My Lords, this group of amendments makes a number of consequential and technical changes to the penalty levels set out in the Bill. The Legal Aid, Sentencing and Punishment of Offenders Act 2012 includes a provision that, once commenced, will remove the upper limit on all fines of £5,000 and above in the magistrates’ courts. The Act also provides a power by order to increase the amounts of maximum fines at levels 1 to 4 available to magistrates for less serious offences.
The Bill was drafted on the assumption that both the £5,000 limit would have been lifted and levels 1 to 4 increased by the time it received Royal Assent. As this is not yet the case, it is necessary for some of the penalties provided by the Bill to be amended to operate satisfactorily whether or not the changes have come into force. The amendments ensure that the penalties in the Bill work whether or not the changes have taken place, without the need for further amendments to the Bill. This future proofing will apply in respect of a penalty for non-compliance with the proposed reporting requirement on payment performance, which we have just discussed.
We have considered carefully the appropriate level of penalties in the Bill. As the majority of the penalties are in Parts 7 and 8, I shall concentrate my remarks on these parts. The penalties in Parts 7 and 8 are designed to be consistent with the level and approach of existing Companies Act penalties. For example, the failure by a company to make its register of people with significant control available for inspection in new Section 790N(2) is subject to a level 3 fine. This is consistent with the existing penalty in Section 114 of the Companies Act for failure to make the register of members available for inspection.
I now turn to Amendments 45, 46, 57 and 58, which affect Schedules 3 and 5 to the Bill. Schedule 5 provides an option for private companies to keep information about their members and company officers on the public register at Companies House instead of having to keep registers containing this information.
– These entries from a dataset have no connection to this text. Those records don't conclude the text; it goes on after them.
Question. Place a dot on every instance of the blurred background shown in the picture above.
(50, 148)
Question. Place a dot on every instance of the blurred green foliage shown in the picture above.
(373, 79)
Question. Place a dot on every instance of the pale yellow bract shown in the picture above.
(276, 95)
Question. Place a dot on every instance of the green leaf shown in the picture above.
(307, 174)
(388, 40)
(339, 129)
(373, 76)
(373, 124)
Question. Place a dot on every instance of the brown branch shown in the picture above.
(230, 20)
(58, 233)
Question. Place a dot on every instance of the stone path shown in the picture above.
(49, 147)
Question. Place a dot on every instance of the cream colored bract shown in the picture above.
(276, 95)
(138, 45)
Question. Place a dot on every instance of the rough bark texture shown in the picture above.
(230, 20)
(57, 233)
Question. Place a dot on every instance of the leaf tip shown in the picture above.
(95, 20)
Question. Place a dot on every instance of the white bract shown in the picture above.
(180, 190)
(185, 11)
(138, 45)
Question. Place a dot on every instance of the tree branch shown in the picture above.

This option will also apply to the new register of people with significant control in Schedule 3. A company that takes advantage of this option must still keep precisely the same information on the public register as it would keep on its own register. It must keep the information up to date in the same way as it must keep its own
register up to date. The aim of the offences and penalties in the new provisions is to mirror the offences and penalties for not adequately maintaining the information required in each company register.
During our review of the penalties, we discovered that there are a couple of instances where the penalties do not mirror each other. Amendments 45, 46, 57 and 58 correct this to ensure that the penalties are consistent. For example, the fine for not keeping a register of members is set at level 3. As currently drafted, the penalty for a company that chooses not to keep a register of members and does not provide Companies House with information about its members is set at level 4. Amendment 58 replaces this with a level 3 fine to ensure that the penalties are consistent. I very much hope that noble Lords will support these essentially technical amendments. I beg to move.